With many differing country contexts, more incremental and experimental approaches are needed in order to be effective in accelerating development, improving governance capabilities and gradually building support for such positive processes across society in a sustainable fashion.
Extensive market failures which constrain development in poor countries can be overcome not by comparing them to an idealised free-market and reducing the role of the state as far as possible, but by targeted interventions which build competitiveness in particular sectors. This can then create the conditions for institutional, political and governance reforms.
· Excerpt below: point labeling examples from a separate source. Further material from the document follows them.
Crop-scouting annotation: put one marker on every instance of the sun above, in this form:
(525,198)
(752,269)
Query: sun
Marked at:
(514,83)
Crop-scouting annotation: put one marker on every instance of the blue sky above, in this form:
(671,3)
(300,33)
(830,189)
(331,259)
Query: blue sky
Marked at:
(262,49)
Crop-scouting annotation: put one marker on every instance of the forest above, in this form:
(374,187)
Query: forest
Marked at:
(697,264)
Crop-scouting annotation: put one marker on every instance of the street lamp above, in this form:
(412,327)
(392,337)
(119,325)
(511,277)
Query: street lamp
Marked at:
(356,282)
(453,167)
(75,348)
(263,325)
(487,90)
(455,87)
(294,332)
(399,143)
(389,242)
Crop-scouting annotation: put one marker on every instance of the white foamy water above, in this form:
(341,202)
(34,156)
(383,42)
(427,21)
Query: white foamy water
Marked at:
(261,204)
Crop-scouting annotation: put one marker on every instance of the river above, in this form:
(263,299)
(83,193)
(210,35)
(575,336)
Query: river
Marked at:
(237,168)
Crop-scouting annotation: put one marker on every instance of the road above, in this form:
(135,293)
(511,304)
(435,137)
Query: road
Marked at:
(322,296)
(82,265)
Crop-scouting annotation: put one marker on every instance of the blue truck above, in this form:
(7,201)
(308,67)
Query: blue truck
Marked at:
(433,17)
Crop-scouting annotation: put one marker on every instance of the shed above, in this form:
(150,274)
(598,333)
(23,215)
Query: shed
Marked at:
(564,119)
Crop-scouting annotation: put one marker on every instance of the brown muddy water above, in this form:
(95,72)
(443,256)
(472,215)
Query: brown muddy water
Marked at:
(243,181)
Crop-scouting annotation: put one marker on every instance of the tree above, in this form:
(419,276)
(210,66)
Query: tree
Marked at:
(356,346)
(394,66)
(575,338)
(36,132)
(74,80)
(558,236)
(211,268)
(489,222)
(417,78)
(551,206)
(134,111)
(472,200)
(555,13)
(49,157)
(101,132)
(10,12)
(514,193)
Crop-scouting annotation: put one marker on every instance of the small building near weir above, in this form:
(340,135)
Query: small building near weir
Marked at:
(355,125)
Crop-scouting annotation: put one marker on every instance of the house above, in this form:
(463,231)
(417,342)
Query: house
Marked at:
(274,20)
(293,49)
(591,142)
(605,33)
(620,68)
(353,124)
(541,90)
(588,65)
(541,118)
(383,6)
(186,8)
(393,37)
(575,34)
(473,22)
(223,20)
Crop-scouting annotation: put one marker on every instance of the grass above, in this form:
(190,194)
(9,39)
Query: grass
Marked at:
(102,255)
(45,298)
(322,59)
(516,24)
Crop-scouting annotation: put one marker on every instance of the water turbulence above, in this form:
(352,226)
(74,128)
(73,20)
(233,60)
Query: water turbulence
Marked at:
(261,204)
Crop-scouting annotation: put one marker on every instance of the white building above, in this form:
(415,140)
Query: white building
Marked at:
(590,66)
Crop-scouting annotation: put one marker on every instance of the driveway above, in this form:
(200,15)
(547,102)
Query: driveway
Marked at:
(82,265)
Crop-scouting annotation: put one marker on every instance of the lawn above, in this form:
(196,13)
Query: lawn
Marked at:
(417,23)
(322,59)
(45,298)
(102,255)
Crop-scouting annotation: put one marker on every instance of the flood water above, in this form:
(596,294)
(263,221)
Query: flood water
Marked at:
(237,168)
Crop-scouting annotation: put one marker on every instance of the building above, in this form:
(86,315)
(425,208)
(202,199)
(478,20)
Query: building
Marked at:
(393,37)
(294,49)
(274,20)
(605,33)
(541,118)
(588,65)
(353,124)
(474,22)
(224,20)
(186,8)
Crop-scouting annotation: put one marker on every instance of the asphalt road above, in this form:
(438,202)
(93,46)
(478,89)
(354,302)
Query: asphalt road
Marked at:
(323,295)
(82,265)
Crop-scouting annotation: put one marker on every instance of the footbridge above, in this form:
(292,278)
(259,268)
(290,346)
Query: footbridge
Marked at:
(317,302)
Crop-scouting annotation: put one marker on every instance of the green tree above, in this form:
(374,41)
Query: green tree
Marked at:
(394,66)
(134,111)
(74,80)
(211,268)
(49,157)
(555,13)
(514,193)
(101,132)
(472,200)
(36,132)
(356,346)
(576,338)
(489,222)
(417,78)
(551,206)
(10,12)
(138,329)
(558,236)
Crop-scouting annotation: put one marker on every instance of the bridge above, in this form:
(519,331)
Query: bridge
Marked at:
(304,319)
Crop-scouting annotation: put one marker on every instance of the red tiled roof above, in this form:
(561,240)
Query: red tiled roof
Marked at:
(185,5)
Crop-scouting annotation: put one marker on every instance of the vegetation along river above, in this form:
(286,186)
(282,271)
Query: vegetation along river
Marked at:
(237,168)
If they are successful in accelerating development, this approach can become self-sustaining.
Khan, M. H. (2001), The New Political Economy of Corruption, in B. Fine, C. Lapavitsas and J. Pincus (eds), Development Policy in the Twenty-First Century: Beyond the post-Washington Consensus, Routledge, p.112-135.
Khan, M. H. (2006), Rent-Seeking and Corruption, in D. A. Clark (ed), The Elgar Companion to Development Studies, Edward Elgar, p.510-520.
Khan, M. H. (2012), Beyond good governance: An agenda for developmental governance, in Jomo, K. S. and A. Chowdhury (eds), Is Good Governance Good for Development?, Bloomsbury, p.151-182.
Khan, M. H. and Jomo, K. S. (eds) (2000), Rents, Rent-Seeking and Economic Development: Theory and Evidence in Asia, Cambridge University Press.